The specifics are very New York centric (ho-freakin'-hum), otherwise it is pretty interesting.

5 Comments:

Blogger samiam said...

That's funny. In the past few month's I have been thinking that a large problem with our generation is that so many of us just don't recognize that we are adults. We still have a self-image tied to the person we were in high school - or at least early 20s. It seems more like a refusal to recognize that we are getting older and to start planning accordingly

I have also noticed that aside from this, there are many people from our generation that try to stay cool. I will admit to being guilty of that (on the pitiful level that I have always operated on) until I was married - after that I just gave up.

People refusing to act their age has always vaguely irritated me - not on a concious level, more just like a constant low-level itch. It also makes me feel a little guilty - like we are co-opting time that belongs to another generation. I believe that we need to step aside and let the next generation create their own culture - to continue trying to influence and participate just seems wrong. It is similar to what Gen Xers complained about Baby Boomers for - always acting like the time they were kids was the time to be alive and that what came afterwards was just a pale shadow. We are not necessarilly doing that - rather we are just extending our own allotment of time to include the period that rightfully belongs to the next generation.
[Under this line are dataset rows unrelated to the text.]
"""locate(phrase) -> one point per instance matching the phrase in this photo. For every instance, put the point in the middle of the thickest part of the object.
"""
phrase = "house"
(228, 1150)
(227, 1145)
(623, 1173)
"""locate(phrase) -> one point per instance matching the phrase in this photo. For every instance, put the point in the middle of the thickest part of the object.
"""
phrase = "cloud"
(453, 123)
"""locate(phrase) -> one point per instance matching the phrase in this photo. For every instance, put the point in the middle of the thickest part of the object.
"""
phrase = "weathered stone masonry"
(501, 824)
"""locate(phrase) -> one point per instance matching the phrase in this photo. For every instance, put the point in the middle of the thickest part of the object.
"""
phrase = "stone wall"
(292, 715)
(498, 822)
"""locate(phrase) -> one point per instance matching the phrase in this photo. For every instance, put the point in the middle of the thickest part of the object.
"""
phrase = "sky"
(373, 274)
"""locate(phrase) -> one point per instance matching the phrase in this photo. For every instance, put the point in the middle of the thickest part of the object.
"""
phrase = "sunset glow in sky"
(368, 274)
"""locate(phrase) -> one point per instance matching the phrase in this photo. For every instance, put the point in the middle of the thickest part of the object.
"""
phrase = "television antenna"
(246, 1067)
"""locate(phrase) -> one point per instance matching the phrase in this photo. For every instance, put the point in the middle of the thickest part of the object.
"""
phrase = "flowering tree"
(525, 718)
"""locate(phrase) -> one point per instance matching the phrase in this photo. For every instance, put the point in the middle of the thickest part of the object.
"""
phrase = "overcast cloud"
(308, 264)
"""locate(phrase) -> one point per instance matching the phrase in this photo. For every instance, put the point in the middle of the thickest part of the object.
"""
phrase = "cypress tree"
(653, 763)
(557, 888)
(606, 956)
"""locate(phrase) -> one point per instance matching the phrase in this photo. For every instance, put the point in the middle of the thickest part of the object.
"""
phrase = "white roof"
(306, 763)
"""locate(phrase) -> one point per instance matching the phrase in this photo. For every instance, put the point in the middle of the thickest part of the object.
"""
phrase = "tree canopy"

One more thing to consider is that us Gen Xers are not nearly as cool as we like to think , and that while we are still participating in pop-culture, it is not true pop-culture - we are just as locked out of the new pop-culture as our parents were locked out of ours.

The last comment I'll make is about the interpretation that this cool-retaining trend is due to people wanting to keep things in their lives that they are passionate about. It was rather comforting at first. On further reflection I am not sure if it is so much people trying to retain the things they are passionate about or just continuing being spoiled children?

8:02 AM  
Blogger misreall said...

I had a conversation similar to this not long ago with a friend. She used to work for some big company in New York, she got married and they moved back to Oak Park to raise their kids. They have a huge, beautiful house, all three kids have college funds, she belongs to a book club, helps with liberal causes, keeps very fit, and now she is having an unpleasant divorce.
In short she is a real, live adult.
And most of the other real, live adults she knows bore her.
Almost everyone else I know exsists in a state of semi-arrested adolesence, not so much refusing to grow up as ignoring the imperative to do so. They still go out all of the time, and talk about bands as if "they matter," and dress in an updated version of how they did in their 20s.
I don't really have an opinion about it one way or the other. There are too many arguements, starting with youth being wasted on the young and ending with act your age. But as someone who would rather eat glass than buy jeans designed to fall apart in a month, but who is also very excited about the new Jenny Lewis cd I am not sure what I can say that won't make me sound like a hypocrite.

8:37 AM  
Blogger samiam said...

I understand exactly what you are saying Misreal - please don't misconstrue any of my comments as coming from a holier-than-thou attitude.

I am sure that if I had the time/ability/coolness I would be leading just such a lifestyle as described.

I am just as conflicted in my feelings about the subject as you - on one hand it seems very desireable, on the other very childish.

But is is an interesting evolution,and I am curious to see where it ends up.

9:14 AM  
Blogger Greg said...

"You have to have a little bit of Dora the Explorer in your life." This is, like, sooooooooooo true.

I have neither a wife nor kids, nor a messy divorce in my past. I'm 36, feel and act like I'm still in my 20s, and am a unique flower--if there are breeds of flowers that are lazy, unmotivated, and shiftless. I watch DVDs and play on my computer. Last night my big accomplishments were taking the garbage to the curb and shaving, both done at midnight. I don't own a suit and don't have much money in the bank. I smoke too much. My anti-social tendencies stem from nurture, and are commonly expressed as sarcasm.

I'm not nearly interesting enough to have a label attached to me.

7:30 AM  
Blogger misreall said...

I think we should come up with a group name for just the three of us. It has to be pithy and slightly embarrasing.

RD-I think that puts it in your department.